His mother: an enigma. Long gone by the time he could walk.
His father: a well-meaning loser who paid for his greatest
moment of courage when a bullet splattered his brains across
a grimy alley wall. His teacher. A gruff, foul-mouthed warrior
who showed him the beauty in his dark world, then dismissed
him as a wretched failure. His love life? Nothing short of
disastrous. He's got all the makings of a villain. He's a
natural born rascal. A mischief-maker, a scrapper. He's a
liar, who wears a mask to betray the solemn oath he made to
his father a thousand times. He's a dangerous adept, gifted
with a nearly superhuman talent for violence.

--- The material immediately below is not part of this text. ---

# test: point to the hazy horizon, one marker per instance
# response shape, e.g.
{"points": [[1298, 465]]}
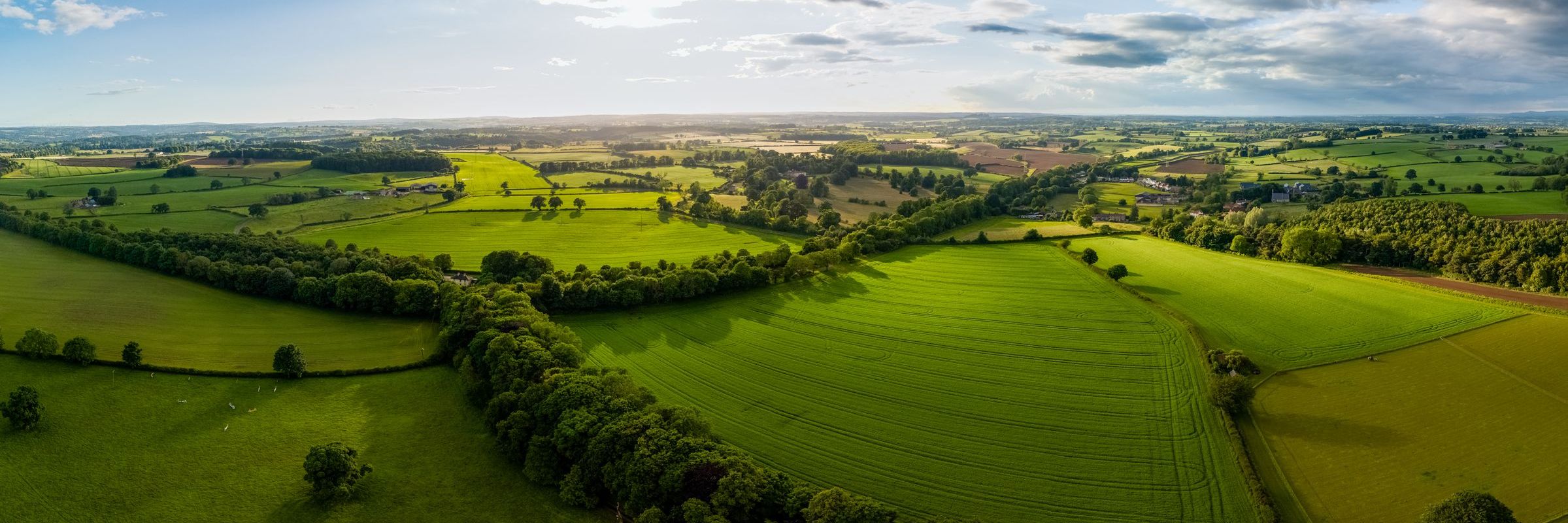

He's a loner,
a sinner, a lawyer who breaks the law. And the there's that
wicked temper of his.
He's got
every excuse in the world. And within him are the makings.
But Matt Murdock is no villain. And no victim. There's something
strong inside him, passed from unknown mother and doomed father
to son. Something tested by tragedy. Tempered by conscience.
Honed by discipline. Something that holds back the bloodthirsty
beast within and forces it to serve the cause of justice.
Most of the time, anyway. Of course his quest is a tortured
one, fraught with failure and guilt and pain. It has to ne
that way. Nothing ever comes easy for Matt Murdock. But every
ordeal is another step in his crooked path from naughty little
street kid to improbably champion. A tortured quest. One that
leaves him far from perfect. He may never join the holy order
his teacher hinted at. But he will do the best he can, this
hero.
He'll
fight the bullies till the day he dies.
Life doesn't
always go like you planned it. I've got a pretty good job,
still single with no kids (to my knowledge) and my apartment
doesn't allow pets but I still strive to be the best me I
can be. Just like Matt Murdock. And if that's the only lesson
I've learned from reading comics then that's fine by me.